Former MemberFormer Member Posts: 1,876,323 The Mix Honorary Guru
http://news.bbc.co.uk/1/hi/world/asia-pacific/8080437.stm

how can the chinese authorities still be getting away with this utter abuse of power? i know that they are seen as a super power, but what does it have to take to get higher forces to intervene and stop the countless human rights abuses happening in china??

Comments

  • Former MemberFormer Member Posts: 1,876,323 The Mix Honorary Guru
    http://news.bbc.co.uk/1/hi/world/asia-pacific/8080437.stm

    how can the chinese authorities still be getting away with this utter abuse of power? i know that they are seen as a super power, but what does it have to take to get higher forces to intervene and stop the countless human rights abuses happening in china??
    If by higher forces you mean the top countries in the world, nothing will make them intervene in too strong terms (i.e. threat of military force). Combination of China being a nuclear State and a usuful trade partner.

    They could and should certainly restrict trade with China and all countries with such appalling human rights records- but of course, as always, money talks...
  • Former MemberFormer Member Posts: 1,876,323 The Mix Honorary Guru
    how can the chinese authorities still be getting away with this utter abuse of power? i know that they are seen as a super power, but what does it have to take to get higher forces to intervene and stop the countless human rights abuses happening in china??

    Because they're delivering. And when a government increases people's standards of living, they tend to ignore the odd human rights abuse.
  • Former MemberFormer Member Posts: 1,876,323 The Mix Honorary Guru
    And given where China is compared to twenty years ago (and twenty years before that under Mao) it is vastly improved and its in the long term interests of the Chinese people that China is treated as a serious player, rather than sent into isolation.
  • Former MemberFormer Member Posts: 1,876,323 The Mix Honorary Guru
    I visited Tiananmen yesterday- had my passport and visa checked although my friend's wasn't. Obviously I look like a journalist or student activist! They also checked drinks bottles etc, all like the airport checks nowadays.

    Getting into the actual square, and the atmosphere was... different to normal to say the least. There was definite tension in the air, and also anticipation. There were also not only a high profile number of police, security and army (although no guns visible), but also various groups of others, grouped in coloured t-shirts who appeared to be just milling around, but we suspect were actually volunteers drafted in to keep an eye out.

    I've never seen so much security around the square, or had such rigorous checks- normally they just require you to put your bag through the x-ray machine. It was quite different.

    As for higher forces... The Chinese for a long while will not rise up against the government as they are taught to thoroughly believe it. And in some ways, it's good for China currently. The country needs radical change due to its population size and its intense need for rapid development. At the moment, a single-party government is the only way to make these changes happen as quickly as they need to.
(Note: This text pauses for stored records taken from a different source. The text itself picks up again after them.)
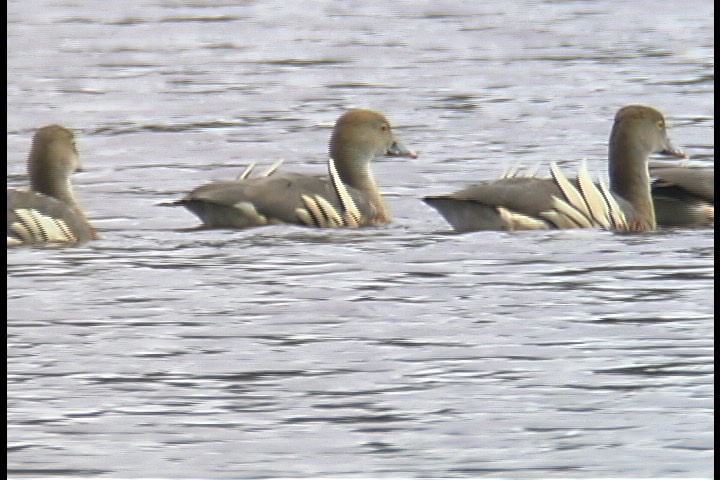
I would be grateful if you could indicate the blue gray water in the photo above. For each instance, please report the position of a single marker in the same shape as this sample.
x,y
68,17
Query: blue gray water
x,y
402,351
    However, I am in no way in agreement with a non-democratic state and the corruption rife within it. Yes, it does need to wipe-out human rights abuses and quickly. But for democracy to come to China, the whole country will need a complete reeducation, and that is not likely to happen within this generation and perhaps even the next.
  • Former MemberFormer Member Posts: 1,876,323 The Mix Honorary Guru
    All countries' Governments abuse their power, to a greater or lesser extent. China isn't a whole lot worse than the United States, certainly under Bush, in terms of exploitation and human rights violations.

    China was always different to the other countries caught up in the 1989 revolution, in that it's much more coherently one country than the USSR ever was. There isn't the same nationalistic fervour that powered the 1989 revolution in Eastern Europe and the USSR. But if the political climate allows it I think things will change, and probably quite quickly when it does. The 1989 revolution was unthinkable five years before it happened, but Gorbhachev's glasnost caused it to snowball out of control.